- “Fragmented, outdated and siloed” services in need of urgent modernisation
- Millions of pounds could be saved to drive more social impact by enabling “no wrong door” for millions of people
- Scores of business and academic leaders brought together to change services
- Fragmented services brought under one roof for easy access for people
- Social Enterprise calling for a new era in how the UK should provide for those most in need and establish a new cross-sector Impact Council to co-design the solutions.
We Are Digital (WAD), the UK’s only Wel-Tech business that helps people in need connect with local welfare services with a one-stop-shop platform, is calling on the government and big businesses to tear up the “fragmented, outdated and siloed” models that hinder the very people it was designed for.

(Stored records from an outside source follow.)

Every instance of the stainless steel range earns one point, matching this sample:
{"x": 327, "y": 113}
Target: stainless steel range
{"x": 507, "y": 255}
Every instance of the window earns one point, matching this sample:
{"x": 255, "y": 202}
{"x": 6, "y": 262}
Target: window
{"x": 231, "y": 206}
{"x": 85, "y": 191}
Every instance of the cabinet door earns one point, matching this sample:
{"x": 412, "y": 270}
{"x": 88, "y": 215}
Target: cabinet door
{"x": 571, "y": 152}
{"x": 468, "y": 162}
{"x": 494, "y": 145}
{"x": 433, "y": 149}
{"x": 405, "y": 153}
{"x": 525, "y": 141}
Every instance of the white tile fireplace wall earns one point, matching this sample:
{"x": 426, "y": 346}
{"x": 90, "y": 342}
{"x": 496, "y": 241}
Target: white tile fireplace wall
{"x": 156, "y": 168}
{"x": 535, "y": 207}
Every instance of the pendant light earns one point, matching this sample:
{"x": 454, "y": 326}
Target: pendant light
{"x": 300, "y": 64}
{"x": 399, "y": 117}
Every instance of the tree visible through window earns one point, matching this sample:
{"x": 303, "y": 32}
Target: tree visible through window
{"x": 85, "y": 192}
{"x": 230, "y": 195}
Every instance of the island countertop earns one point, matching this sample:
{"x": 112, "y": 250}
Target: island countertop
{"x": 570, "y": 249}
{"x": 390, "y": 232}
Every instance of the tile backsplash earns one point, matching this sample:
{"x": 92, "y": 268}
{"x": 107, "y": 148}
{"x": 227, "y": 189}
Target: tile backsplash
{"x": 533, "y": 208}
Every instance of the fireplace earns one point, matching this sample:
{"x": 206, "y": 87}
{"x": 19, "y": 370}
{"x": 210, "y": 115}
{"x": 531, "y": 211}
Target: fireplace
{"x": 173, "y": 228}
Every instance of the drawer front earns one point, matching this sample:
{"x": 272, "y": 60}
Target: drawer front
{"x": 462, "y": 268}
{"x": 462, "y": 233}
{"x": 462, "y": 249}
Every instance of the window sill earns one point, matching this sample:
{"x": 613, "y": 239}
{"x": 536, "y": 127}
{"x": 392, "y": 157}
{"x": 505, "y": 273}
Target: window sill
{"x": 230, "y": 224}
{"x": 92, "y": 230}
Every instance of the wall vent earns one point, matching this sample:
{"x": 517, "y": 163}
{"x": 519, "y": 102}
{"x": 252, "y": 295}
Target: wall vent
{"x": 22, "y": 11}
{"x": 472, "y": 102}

They have recently created an “Impact Council” to create a new model for the sector that includes more than 40+ senior executives, thought leaders, and academics from a wide variety of businesses and sectors, including Health Providers, Third Sector Practitioners, Financial Service Providers, Internet Providers, large Housing Associations and Local and Central Government.
It is Chaired by Mark Thompson, a Professor in Digital Economy at the Exeter Business School, and supported by Leigh Smyth, who helped establish the Digital Poverty Alliance and Community Board.
At present, if someone seeks debt advice, housing assistance, or wants to learn online skills, there are a myriad of choices, and they may have to make dozens of calls and have several appointments over many months to get the right help. This disjointed experience leaves millions of individuals still requiring support as they are guided through a maze of disconnected paths, and some of the solutions rely on having the digital skills they are looking to gain.
We Are Digital, through its Community Partner Network that covers all of the UK, said the person in need should have one contact source so they can immediately get the help they need from the thousands of locations and methods of support, rather than having to make lots of phone calls to different people and departments. This also allows councils and providers to save millions which can then increase the capacity of the services to reach more people.
We Are Digital recently received $6.6 million in funding from Europe’s biggest social impact fund to help deliver this service.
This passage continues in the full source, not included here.